Sanctions et recours : ce qui se passe en cas de refus

Refuser de travailler le 1er janvier sans justification légale ou contractuelle n’est pas sans conséquences. L’employeur dispose de plusieurs leviers disciplinaires, dont l’intensité varie selon la gravité des faits et les antécédents du salarié.

La sanction disciplinaire la plus légère est l’avertissement écrit. Elle peut être suivie d’une mise à pied conservatoire, puis d’un licenciement pour faute simple ou grave selon les circonstances. Un licenciement pour faute grave prive le salarié de son indemnité de licenciement et de son préavis. La jurisprudence de la Cour de cassation montre que les tribunaux examinent chaque cas individuellement, en tenant compte notamment de la récurrence du comportement et de la clarté des obligations contractuelles.

Le salarié qui s’estime injustement sanctionné dispose de recours. Il peut saisir le Conseil de prud’hommes pour contester la sanction. Si le refus de travailler était justifié (absence de base contractuelle ou légale), la sanction sera annulée. Le juge prud’homal peut également ordonner le versement de dommages et intérêts si le licenciement est jugé sans cause réelle et sérieuse.

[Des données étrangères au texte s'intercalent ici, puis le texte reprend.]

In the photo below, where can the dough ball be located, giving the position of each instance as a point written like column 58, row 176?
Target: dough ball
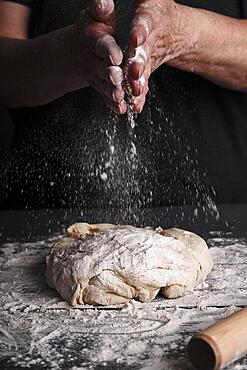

La saisine de l’Inspection du Travail constitue une autre option, notamment pour signaler une pression abusive de l’employeur ou une violation des dispositions légales relatives aux jours fériés. L’inspecteur du travail peut procéder à un contrôle et, le cas échéant, dresser un procès-verbal.

Un point souvent méconnu : même en cas de refus fautif, l’employeur doit respecter la procédure disciplinaire prévue par le Code du travail. Toute sanction prononcée sans entretien préalable ni respect des délais légaux peut être annulée, indépendamment du bien-fondé du reproche.

Anticiper le 1er janvier 2026 : démarches concrètes pour salariés et employeurs

La meilleure façon d’éviter un conflit autour du 1er janvier férié en 2026 est d’anticiper. Pour les salariés comme pour les employeurs, plusieurs démarches pratiques permettent de clarifier la situation bien avant la date.

Pour un salarié, la première étape consiste à relire attentivement son contrat de travail et à identifier la convention collective applicable à son secteur. Ces documents sont consultables sur le site Légifrance, qui recense l’ensemble des textes en vigueur. Si une clause prévoit le travail les jours fériés, le salarié doit savoir à quelles contreparties il a droit : majoration de salaire, repos compensateur ou les deux.

Si le contrat est silencieux sur ce point, le salarié peut légitimement refuser de travailler le 1er janvier 2026 sans risquer de sanction. Il est néanmoins prudent de formuler ce refus par écrit, en expliquant clairement les raisons juridiques invoquées. Conserver une trace écrite de tous les échanges avec l’employeur sur ce sujet est une précaution élémentaire.

Pour l’employeur, l’anticipation passe par une vérification rigoureuse des textes applicables avant de planifier des équipes pour le 1er janvier. Faire appel à un juriste en droit social ou à un cabinet d’avocats spécialisé est vivement recommandé, surtout dans les entreprises où la question des jours fériés est récurrente. Mettre à jour le règlement intérieur et les accords d’entreprise en amont permet d’éviter des litiges coûteux.

Rappelons enfin que les lois et accords collectifs évoluent régulièrement. Les dispositions applicables au 1er janvier 2026 seront celles en vigueur à cette date. Seul un professionnel du droit peut fournir un conseil personnalisé et adapté à chaque situation individuelle. Les informations disponibles sur Service-Public.fr et Légifrance constituent un point de départ fiable, mais ne remplacent pas une consultation juridique approfondie.